My career as an international economist involved 30 years at the International Monetary Fund, 2 ½ years with the Federal Reserve Bank of New York, and 2 ½ years with Chemical Bank. My career enabled me to see first-hand the damage that liberal policies have wrought around the world. I came to see the threat of liberalism first in economic terms, not only here but overseas. I was troubled how so many Americans fail to see this threat. I was also troubled that liberals and conservatives could not even engage in basic, constructive dialogue. As a result I have commenced work on a book seeking to understand liberalism from many different angles and perspectives: political, economic, philosophical, epistemological, institutional, moral, judicial, and psychological. Through the course of writing this book I have come to realize the much more pervasive and encompassing threat posed by liberalism

Philosophy of Author

(Where am I coming from philosophically?)

I came to my philosophical opposition to liberalism first from the standpoint of economics. Liberal economic policies whether at the micro or macro level just don’t work. I became particularly alarmed when I saw liberals running up spending and public debt to unsustainable levels. As an economist working on macro-policy at the IMF, I realized how dangerous this is not only economically, but to democracy and society in general.

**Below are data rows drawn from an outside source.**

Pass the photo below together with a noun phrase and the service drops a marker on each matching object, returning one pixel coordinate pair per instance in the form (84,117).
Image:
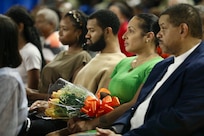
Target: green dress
(125,83)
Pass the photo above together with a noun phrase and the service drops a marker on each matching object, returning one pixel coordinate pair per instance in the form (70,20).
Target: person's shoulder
(8,73)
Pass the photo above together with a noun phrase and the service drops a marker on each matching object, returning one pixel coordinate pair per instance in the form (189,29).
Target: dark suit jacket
(177,108)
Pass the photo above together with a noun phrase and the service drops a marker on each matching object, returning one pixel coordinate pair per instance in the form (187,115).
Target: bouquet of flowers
(75,101)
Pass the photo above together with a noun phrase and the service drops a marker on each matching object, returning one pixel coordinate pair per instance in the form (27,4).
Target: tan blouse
(63,66)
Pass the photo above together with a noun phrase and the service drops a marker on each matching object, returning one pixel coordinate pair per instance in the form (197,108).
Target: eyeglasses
(76,15)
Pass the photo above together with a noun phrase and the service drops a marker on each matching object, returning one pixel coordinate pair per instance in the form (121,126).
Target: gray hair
(50,15)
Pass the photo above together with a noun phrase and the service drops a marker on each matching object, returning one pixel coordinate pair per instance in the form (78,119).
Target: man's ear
(184,29)
(108,30)
(20,27)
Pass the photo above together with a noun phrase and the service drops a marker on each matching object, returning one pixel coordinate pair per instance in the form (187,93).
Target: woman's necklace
(137,62)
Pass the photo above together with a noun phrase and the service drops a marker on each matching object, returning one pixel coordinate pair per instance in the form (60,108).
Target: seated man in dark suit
(171,102)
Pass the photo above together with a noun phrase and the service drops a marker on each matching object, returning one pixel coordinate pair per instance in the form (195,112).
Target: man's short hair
(185,13)
(106,18)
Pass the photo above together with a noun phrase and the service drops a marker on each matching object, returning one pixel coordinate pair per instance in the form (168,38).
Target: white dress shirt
(138,118)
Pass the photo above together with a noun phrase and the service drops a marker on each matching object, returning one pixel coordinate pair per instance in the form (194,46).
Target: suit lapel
(192,57)
(156,74)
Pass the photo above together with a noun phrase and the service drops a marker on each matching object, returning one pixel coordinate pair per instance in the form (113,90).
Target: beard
(99,45)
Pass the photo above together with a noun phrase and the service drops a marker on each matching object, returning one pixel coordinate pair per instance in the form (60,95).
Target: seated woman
(129,75)
(67,63)
(13,106)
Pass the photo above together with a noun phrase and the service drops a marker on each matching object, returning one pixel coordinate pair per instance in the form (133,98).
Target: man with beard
(103,26)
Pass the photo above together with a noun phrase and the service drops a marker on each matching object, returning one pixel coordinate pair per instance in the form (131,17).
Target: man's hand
(105,132)
(76,125)
(39,105)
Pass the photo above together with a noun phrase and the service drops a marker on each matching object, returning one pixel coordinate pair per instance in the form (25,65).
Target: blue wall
(6,4)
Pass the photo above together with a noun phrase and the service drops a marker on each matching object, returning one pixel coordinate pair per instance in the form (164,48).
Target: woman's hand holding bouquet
(73,101)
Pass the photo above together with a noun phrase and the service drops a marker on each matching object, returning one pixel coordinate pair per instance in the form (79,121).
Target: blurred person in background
(124,13)
(29,46)
(47,23)
(13,107)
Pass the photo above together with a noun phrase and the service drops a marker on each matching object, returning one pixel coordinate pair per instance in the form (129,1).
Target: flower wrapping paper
(75,101)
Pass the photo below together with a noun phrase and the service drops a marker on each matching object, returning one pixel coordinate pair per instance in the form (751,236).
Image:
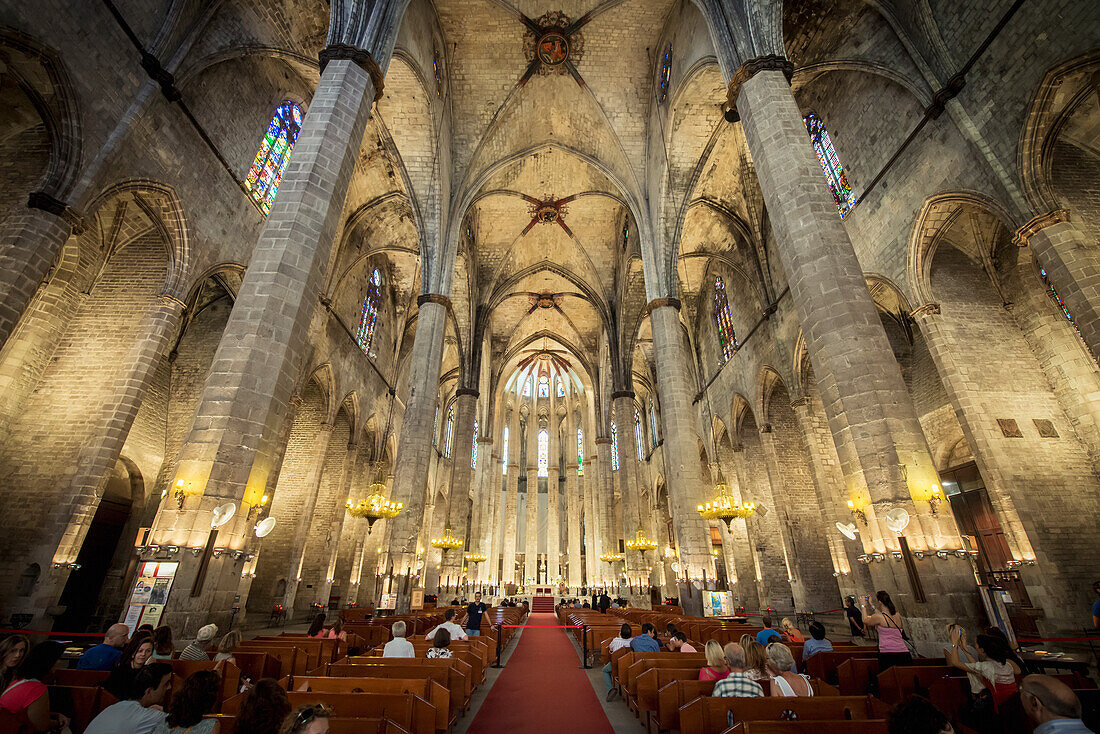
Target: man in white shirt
(457,632)
(398,647)
(142,713)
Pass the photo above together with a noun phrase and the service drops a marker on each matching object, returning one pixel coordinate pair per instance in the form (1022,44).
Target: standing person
(12,653)
(30,697)
(105,655)
(140,712)
(163,647)
(892,647)
(134,656)
(264,708)
(1053,705)
(196,699)
(398,647)
(474,612)
(855,617)
(616,644)
(197,650)
(716,667)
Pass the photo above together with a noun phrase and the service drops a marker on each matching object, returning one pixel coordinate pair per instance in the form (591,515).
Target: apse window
(723,320)
(831,164)
(369,316)
(274,153)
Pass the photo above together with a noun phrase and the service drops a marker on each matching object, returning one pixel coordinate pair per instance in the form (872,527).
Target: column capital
(433,298)
(925,309)
(750,68)
(54,206)
(358,56)
(660,303)
(1033,226)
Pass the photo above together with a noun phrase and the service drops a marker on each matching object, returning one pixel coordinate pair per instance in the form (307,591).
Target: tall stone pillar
(30,244)
(681,446)
(882,450)
(461,475)
(1071,266)
(415,448)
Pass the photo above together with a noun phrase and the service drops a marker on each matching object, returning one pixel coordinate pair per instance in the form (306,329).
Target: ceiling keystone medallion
(553,44)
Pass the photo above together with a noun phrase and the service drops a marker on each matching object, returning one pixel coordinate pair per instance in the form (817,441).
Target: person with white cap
(197,650)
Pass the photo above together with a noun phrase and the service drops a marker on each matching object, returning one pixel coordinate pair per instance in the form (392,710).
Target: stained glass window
(369,319)
(831,164)
(580,452)
(473,453)
(666,74)
(274,153)
(1056,297)
(543,451)
(727,338)
(614,447)
(449,431)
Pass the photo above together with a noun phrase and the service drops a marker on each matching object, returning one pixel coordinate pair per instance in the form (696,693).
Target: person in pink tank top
(883,616)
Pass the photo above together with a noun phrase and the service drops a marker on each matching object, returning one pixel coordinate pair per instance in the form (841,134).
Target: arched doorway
(80,596)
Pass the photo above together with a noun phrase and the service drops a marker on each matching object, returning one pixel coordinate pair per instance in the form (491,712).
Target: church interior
(724,308)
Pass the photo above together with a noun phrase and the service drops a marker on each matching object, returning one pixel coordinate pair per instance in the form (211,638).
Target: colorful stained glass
(449,431)
(723,320)
(614,447)
(543,452)
(580,452)
(369,317)
(274,153)
(831,164)
(1056,297)
(666,74)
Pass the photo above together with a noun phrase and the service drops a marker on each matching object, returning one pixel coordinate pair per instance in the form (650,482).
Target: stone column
(681,444)
(1071,265)
(882,450)
(461,474)
(415,448)
(30,244)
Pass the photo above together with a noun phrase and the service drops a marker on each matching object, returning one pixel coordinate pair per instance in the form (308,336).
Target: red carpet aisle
(541,689)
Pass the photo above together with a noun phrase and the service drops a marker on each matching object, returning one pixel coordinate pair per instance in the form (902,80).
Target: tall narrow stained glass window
(727,338)
(666,76)
(449,431)
(580,452)
(369,317)
(543,451)
(473,452)
(831,164)
(614,447)
(274,153)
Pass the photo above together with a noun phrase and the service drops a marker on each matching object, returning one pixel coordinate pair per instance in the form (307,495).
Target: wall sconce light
(857,512)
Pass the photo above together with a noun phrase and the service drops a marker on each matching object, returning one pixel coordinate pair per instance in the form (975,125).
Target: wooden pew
(710,715)
(407,710)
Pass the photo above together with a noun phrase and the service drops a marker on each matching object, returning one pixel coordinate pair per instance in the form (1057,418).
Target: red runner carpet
(541,688)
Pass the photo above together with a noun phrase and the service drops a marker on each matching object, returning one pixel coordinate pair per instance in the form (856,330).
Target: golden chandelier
(640,541)
(725,507)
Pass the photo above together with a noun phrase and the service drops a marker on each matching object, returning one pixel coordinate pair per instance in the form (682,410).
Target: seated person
(784,682)
(140,712)
(816,643)
(457,631)
(105,655)
(647,641)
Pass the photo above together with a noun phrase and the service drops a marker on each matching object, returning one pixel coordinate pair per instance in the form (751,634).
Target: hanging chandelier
(448,541)
(640,543)
(724,506)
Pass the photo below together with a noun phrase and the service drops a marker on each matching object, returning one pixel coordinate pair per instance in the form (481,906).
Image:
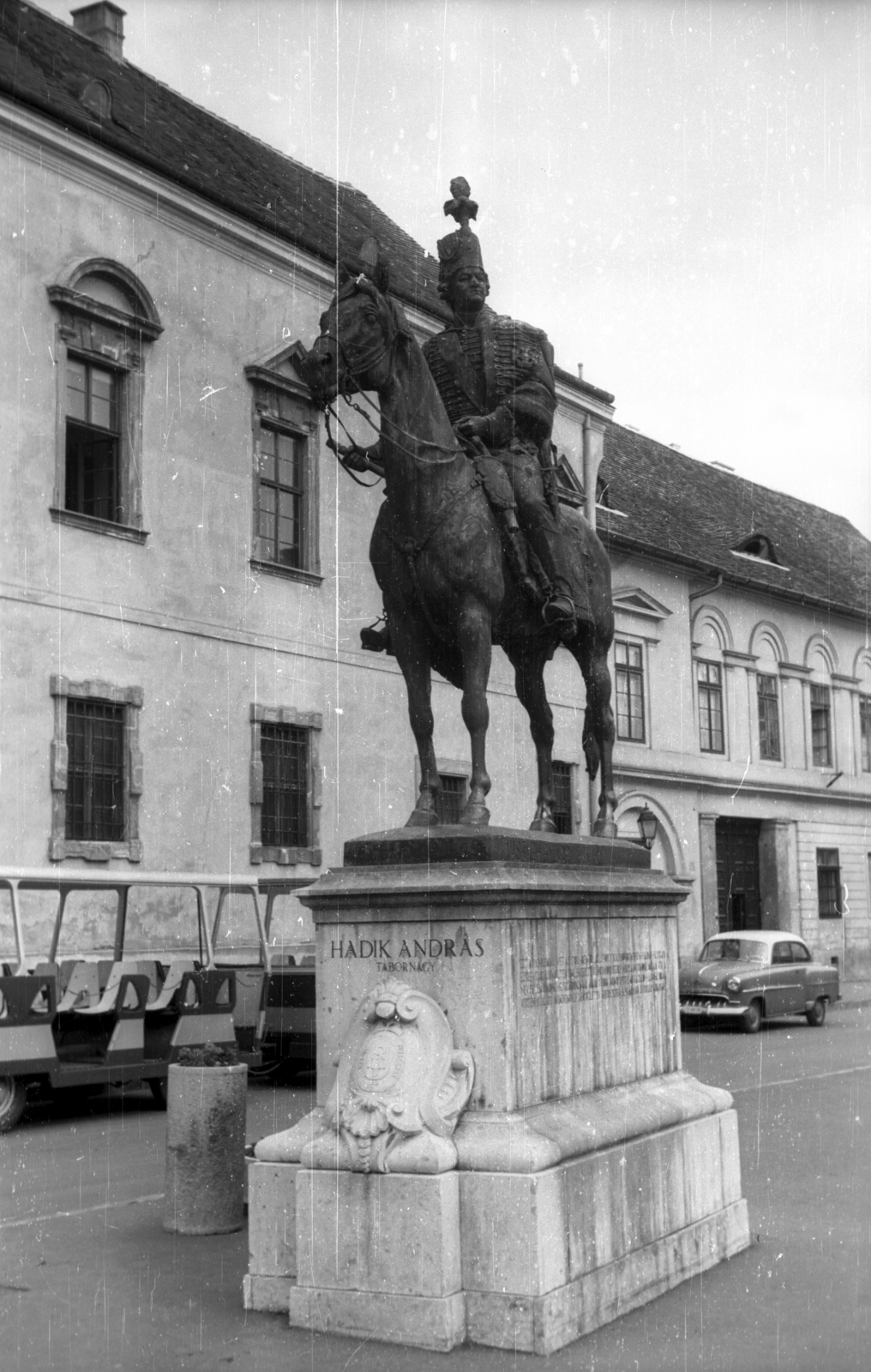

I could simply not understand why liberals were hell bent on continuing these policies in the face of the obvious dangers.

From that point I began to see that the problem with liberalism was a lot more pervasive and encompassing, basically touching every corner of our culture. I then undertook an effort to try to understand the roots of liberalism and why it entailed such dangerous policies.

I myself am a baby boomer, born in 1944, and grew up in the 50s and 60s. I enjoyed the liberties and freedom associated with this period and would consider myself a libertarian in many ways. I also recognize, however, that the narcissism and self-centeredness of the period has become part of the problem underpinning liberalism. I am a big believer in individual freedom and in the importance in giving the development of individuality the utmost priority, but individual freedom entails responsibilities that are now being ignored. Basically, government is pandering to those seeking more individual freedom in their own life, but in the process is growing the State and a culture of collectivism which will destroy individual freedom in the medium and long run.

Why did I write this book?

I believe that this country and Western civilization are heading down a dangerous path. The book is different than most books looking at liberalism in that it’s pitched at a philosophical level, looking at the underpinnings of liberalism rather than getting mired in fruitless superficial discourse and ad hominem political attacks. The book seeks to explain the enduring failure of liberalism by looking at it from a variety of different angles: political, economic, philosophical, psychological, epistemological, institutional, moral, and from the standpoint of justice. It’s not focused on the people in politics, and only slightly on the issues, but rather it looks at underlying forces shaping events and prefiguring our future. However, while the book is philosophical in tenor, it’s not philosophy for the sake of philosophy. The book is intellectual, but not pedantic; it’s aimed at the common man, bringing big ideas down to earth and providing guidance through our current political-economic-social morass.